Birlikte yaşamak sosyalleşmeyi gerektirir. Sosyalleşen toplumlar güvenlikli bir ortamda yaşamayı arzular. Güvenlikli ortamın temeli, aile yuvasıdır. Aile yuvanda, özgürce davranır, çevresel etkilere karşı güçlü olursun.
Özgür ve kararını verebilen aile olarak yaşayan toplumlar, doğa ile bütünleşir. Kurallara uyar ve bireyler arasında daha büyük kaynaşmaları gerçekleşirken, çevre ile bütünleşme sağlanmış olur. Çevreye uyum yapan sosyal toplum, gelişir. Birey sayısı artarken, üretimde büyük ilerleme sağlanır.
Özellikle üretimin artması, toplumun sosyalleşmesidir. Sosyalleşmeyle yaşam, çevreyi kendi adına kullanmalarına neden olur. Aksi hâlde toplumsal düzenin sağlanması mümkün olamaz.
Bireyler görevleri gereği bir beklentiye girerler. Fakat beklenti, mutlu yaşama adım için, korunabileceği bir yerde kalmayı düşünür. Böylece kendini kültürel yönüyle, medeni bir çerçeve dönüştürür. Bireyler şartlara göre geleceğin şekillenmesinde rol alır. Bu tür roller, toplumun farklı yönde gelişmesine neden olur.
Sosyal dayanışmanın önemli ayağını toplumun farklılaşması oluşturacaktır. Bu durumda sosyalleşen toplum, insanlardan saygısını esirgemeyecektir. Sosyal bir birey olarak da böyle bir toplumda, ruhunu ve bedenini zinde tutacaksın.

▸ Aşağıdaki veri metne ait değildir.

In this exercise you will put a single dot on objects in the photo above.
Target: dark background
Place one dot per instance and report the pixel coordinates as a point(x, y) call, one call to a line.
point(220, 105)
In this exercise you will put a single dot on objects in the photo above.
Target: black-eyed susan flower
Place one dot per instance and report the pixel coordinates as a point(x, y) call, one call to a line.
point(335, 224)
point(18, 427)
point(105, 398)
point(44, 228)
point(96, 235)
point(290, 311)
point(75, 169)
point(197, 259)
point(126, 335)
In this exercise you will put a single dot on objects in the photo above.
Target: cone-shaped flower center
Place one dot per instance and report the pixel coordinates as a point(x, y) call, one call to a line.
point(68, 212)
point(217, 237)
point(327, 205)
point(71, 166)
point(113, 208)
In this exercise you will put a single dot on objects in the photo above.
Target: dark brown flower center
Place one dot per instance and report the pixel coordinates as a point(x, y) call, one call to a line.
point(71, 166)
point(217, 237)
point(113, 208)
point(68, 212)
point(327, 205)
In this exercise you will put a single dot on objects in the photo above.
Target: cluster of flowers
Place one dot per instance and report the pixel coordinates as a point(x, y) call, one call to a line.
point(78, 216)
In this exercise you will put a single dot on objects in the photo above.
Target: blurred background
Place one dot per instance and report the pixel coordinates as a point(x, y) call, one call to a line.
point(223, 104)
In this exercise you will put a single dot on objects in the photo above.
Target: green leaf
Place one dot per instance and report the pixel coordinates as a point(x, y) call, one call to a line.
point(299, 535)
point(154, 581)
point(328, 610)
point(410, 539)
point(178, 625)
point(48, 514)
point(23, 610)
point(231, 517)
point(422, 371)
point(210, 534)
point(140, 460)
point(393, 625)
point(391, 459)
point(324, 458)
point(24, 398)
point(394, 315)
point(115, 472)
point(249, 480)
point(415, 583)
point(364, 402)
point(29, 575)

Ruhun zindeliği, ahlâklı davranışlarla güzelleşecektir. Güzel ahlâkla çevreye örnek şahsiyet olacaksın. Bireylerde başlayan sosyalleşme aynen topluma da yansıyacaktır.
Aileler, toplumun her kesimiyle ilgili olarak kültürel bağ kurar. Böylece kültürlenme ve medeni hareketler belirli bir düzeye çıkar. Kültürel değerlerin bir kısmı, toplumun tümünü kapsarken, bazıları da yerel kalır.
Aile değerleri toplumun esasını oluşturur. Esasını oluştururken, ilk basamağında inanç ve ahlâk yer alır. İlk basamağın değerleri toplumsal birlikteliği gerçekleştirir. Yoksa akraba gibi sosyal guruplarda bireylerin farklı düşünceleri önemli değildir. Aksine farklı düşünmeleri toplumun bağını güçlendirir. Sosyal topluma dışarıdan gelen ve kabul gören değerler de katkıda bulunacaktır.
Toplumda kendini hissettirmeye başlayan, iç ve dışa ait farklı düşünceler, açıkça dillendirilme zemini buldukça, günün deyimiyle şeffaf oldukça, toplum doğa ile uyumunu artıracaktır.
Çünkü yaşayacağın bu hayattan başka bir hayatın olmayacaktır.